Von den rund 25,18 Millionen Renten im Jahr 2012 (siehe Quellen) für etwa 20,61 Millionen Rentner waren rund 5,42 Millionen Witwen- und Witwerrenten. 2012 betrugen die Rentenausgaben rund 229 Milliarden Euro, inklusive 16 Milliarden Beitragsanteile zur Krankenversicherung der Rentner (Rentenausgaben 2011: 225 Milliarden Euro). Davon entfielen rund 35 Milliarden Euro (2013: rund 38 Milliarden Euro) auf Witwen- und Witwerrenten, die Waisenrenten kamen auf 721 Millionen Euro.
Der Leistungssatz der so genannten großen Witwenrente (bisher: ab 45 Jahre, ansteigend wie Renteneintrittsalter, 2029: ab 47 Jahre) für Ehepartner aus Ehen, die nach dem Stichtag 31.12.2001 geschlossen wurden, beträgt 55 Prozent.

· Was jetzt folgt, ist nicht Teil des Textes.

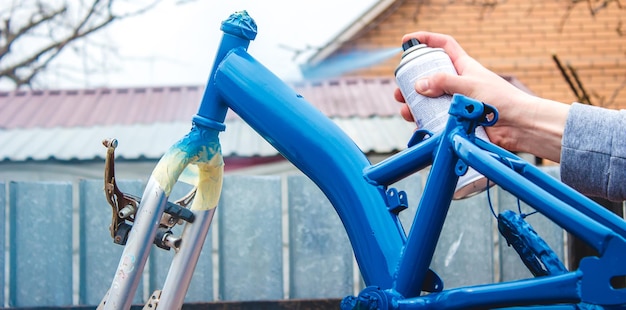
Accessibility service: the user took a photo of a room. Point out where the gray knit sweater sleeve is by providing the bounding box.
[561,103,626,201]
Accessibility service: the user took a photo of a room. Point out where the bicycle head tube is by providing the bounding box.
[193,10,257,131]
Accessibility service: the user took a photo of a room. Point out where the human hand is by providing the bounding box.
[394,31,569,161]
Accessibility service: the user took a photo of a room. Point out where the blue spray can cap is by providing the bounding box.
[402,39,421,51]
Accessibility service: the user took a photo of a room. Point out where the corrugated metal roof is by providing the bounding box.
[0,78,399,129]
[0,116,415,161]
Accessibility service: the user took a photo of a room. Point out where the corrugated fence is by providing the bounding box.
[0,167,564,307]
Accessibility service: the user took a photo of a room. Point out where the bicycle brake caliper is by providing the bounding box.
[102,139,140,245]
[102,139,196,250]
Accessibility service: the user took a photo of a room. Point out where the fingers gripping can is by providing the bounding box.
[395,39,489,199]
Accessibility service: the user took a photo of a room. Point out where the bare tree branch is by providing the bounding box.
[0,0,161,88]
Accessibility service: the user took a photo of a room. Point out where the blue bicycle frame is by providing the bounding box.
[100,11,626,309]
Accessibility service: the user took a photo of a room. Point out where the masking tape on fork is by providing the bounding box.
[152,126,224,211]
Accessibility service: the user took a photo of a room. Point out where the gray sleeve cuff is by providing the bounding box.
[561,103,626,201]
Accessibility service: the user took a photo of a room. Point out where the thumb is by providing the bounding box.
[415,73,468,97]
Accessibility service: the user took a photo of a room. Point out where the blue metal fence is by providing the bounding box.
[0,167,564,307]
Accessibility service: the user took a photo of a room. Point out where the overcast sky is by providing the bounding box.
[62,0,377,88]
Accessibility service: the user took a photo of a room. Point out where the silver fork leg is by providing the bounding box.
[157,208,216,309]
[104,178,167,310]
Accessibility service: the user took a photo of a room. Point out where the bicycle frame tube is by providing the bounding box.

Große Witwenrenten, die vor diesem Stichtag geschlossen wurden, und, bei der einer der Ehepartner zudem vor dem 2.1.1962 geboren sein muss, liegen noch bei 60 Prozent und genießen damit so genannten Bestandsschutz, zusätzlich wird eigenes Einkommen wie z.B. aus privaten Versicherungen, Betriebsrenten und Vermögen, anders als nach dem Stichtag, für diese älteren Verwitweten nicht angerechnet.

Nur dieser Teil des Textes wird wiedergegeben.